The saga got more intense when the hoppers found the asteroid’s surface to be challenging for the mother ship to land on. While JAXA scientists originally thought Ryugu’s surface was a “powdery fine regolith,” the hopping rovers dropped by the spacecraft found the terrain to be made of larger-than-expected gravel.

In fact, the probes could move around the asteroid only by hopping across Ryugu’s low gravitational field using the torque that was generated by rotating masses within the rovers. This was completely different from the kind of wheeled rovers we have sent for exploration on the moon and Mars.

Credit: JAXA
The probe landed inside the purple circle (about 6m diameter). The cross indicates the location of the target marker. The illustration of the spacecraft in the lower left is the same scale as the picture.

Once a safe landing spot was determined, the mother probe shot bullets at the asteroid’s terrain to create soft piles of smaller debris which it collected and ascended to orbit around the asteroid again.

In the following weeks to months, the mother ship is also expected to grab two more samples from Ryugu.
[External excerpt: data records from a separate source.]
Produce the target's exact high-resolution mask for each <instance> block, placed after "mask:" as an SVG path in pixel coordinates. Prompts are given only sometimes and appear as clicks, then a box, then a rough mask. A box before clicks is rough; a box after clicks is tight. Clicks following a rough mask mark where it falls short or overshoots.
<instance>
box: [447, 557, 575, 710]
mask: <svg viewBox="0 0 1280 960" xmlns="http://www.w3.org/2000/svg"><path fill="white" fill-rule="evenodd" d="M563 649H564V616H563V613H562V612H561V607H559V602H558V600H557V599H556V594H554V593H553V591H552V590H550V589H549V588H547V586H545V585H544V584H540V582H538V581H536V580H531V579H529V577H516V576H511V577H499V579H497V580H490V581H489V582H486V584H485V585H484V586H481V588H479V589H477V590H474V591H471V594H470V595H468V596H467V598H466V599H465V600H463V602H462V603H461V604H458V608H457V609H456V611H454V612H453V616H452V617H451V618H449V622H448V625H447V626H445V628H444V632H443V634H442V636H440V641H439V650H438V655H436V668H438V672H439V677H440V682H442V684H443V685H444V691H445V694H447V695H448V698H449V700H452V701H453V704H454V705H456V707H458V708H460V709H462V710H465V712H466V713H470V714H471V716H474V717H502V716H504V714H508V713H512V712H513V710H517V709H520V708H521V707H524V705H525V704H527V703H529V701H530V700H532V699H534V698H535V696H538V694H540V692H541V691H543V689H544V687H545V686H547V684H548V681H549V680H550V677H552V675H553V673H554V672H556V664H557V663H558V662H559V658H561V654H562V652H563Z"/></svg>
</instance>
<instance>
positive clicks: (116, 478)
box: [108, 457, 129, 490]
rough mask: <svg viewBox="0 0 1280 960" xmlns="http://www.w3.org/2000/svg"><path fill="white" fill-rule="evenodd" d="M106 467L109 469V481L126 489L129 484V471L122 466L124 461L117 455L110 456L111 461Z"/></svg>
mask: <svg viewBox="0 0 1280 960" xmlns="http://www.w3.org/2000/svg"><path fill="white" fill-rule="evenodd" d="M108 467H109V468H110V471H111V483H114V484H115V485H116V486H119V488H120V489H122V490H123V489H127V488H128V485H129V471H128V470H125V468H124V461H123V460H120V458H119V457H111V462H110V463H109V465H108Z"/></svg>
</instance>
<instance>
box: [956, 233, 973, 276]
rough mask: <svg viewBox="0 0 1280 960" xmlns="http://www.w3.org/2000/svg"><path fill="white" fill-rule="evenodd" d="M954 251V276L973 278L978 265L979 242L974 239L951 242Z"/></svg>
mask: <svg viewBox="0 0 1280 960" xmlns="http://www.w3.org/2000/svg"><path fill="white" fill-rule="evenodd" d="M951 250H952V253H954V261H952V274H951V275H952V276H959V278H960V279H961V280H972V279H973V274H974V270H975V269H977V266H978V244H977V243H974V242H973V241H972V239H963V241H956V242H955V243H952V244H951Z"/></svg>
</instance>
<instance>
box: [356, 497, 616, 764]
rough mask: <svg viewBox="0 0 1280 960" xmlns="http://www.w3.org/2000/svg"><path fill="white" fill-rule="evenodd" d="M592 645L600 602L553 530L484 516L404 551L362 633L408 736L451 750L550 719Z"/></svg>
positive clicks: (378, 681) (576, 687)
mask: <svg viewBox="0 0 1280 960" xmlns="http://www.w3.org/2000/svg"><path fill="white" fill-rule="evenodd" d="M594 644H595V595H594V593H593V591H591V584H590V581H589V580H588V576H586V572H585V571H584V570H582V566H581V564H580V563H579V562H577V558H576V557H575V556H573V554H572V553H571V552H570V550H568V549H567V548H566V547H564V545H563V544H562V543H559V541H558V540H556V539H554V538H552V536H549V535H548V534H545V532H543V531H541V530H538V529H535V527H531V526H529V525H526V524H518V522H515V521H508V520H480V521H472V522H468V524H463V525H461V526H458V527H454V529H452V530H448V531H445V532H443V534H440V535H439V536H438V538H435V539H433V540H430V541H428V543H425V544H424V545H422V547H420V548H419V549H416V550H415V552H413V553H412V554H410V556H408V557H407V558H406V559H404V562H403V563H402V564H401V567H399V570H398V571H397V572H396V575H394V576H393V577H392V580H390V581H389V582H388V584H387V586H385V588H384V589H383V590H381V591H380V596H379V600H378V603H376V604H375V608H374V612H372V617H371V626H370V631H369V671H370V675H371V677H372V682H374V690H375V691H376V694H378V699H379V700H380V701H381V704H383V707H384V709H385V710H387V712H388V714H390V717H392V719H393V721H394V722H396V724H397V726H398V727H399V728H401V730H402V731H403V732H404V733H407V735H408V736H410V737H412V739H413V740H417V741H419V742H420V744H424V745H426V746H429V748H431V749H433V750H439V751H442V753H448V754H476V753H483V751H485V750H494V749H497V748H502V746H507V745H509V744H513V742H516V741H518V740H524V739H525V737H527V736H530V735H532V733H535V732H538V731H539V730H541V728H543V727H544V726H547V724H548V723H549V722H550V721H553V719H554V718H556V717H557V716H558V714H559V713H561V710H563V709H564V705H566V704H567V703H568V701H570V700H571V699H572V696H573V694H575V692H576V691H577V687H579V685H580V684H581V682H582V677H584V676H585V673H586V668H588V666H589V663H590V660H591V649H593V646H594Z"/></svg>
The second sampling exercise will be similar to the last one, but the third involves Hayabusa2 first firing a copper projectile into Ryugu, waiting for the dust to clear, and then swooping in to load the rocky debris.

Hayabusa2’s main goal is to help scientists better understand the solar system’s early history and evolution, especially that of the inner planets – Mercury, Venus, Earth, and Mars. The mission could also help us understand the role of asteroids such as Ryugu in the emergence of life on Earth – which remains a mystery to this day. Scientists now believe that water, which is believed to have been a key piece of the puzzle, may have come to Earth from asteroids.

While almost 16 minor planets including asteroids, dwarf planets, and other heavenly rocks have been visited by space probes so far, Hayabusa2 is only the second successful mission to directly land a probe and sample an asteroid to bring back to Earth. The previous was the current probe’s predecessor, Hayabusa. The 2005 mission, saw JAXA land a probe on the asteroid Itokawa, and collected samples in the form of tiny grains, which were returned to Earth aboard the spacecraft on 13 June 2010.

Following the mission, JAXA announced in 2013 that about 1,500 extraterrestrial grains were recovered from the samples, comprising the minerals olivine, pyroxene, plagioclase and iron sulphide.

If you are a space enthusiast like me, you may also want to keep your eyes open about a similar mission orchestrated by NASA that is currently underway. The American space agency’s OSIRIS-REx spacecraft arrived at its target, the 500 m wide, carbon-rich asteroid Bennu, in December last year, and is scheduled to obtain samples in 2020, and get them to Earth in September 2023.

Perhaps with more missions like these, we’ll be able to piece together life’s origin story, and also find ways to utilize the immense mineral wealth of asteroids.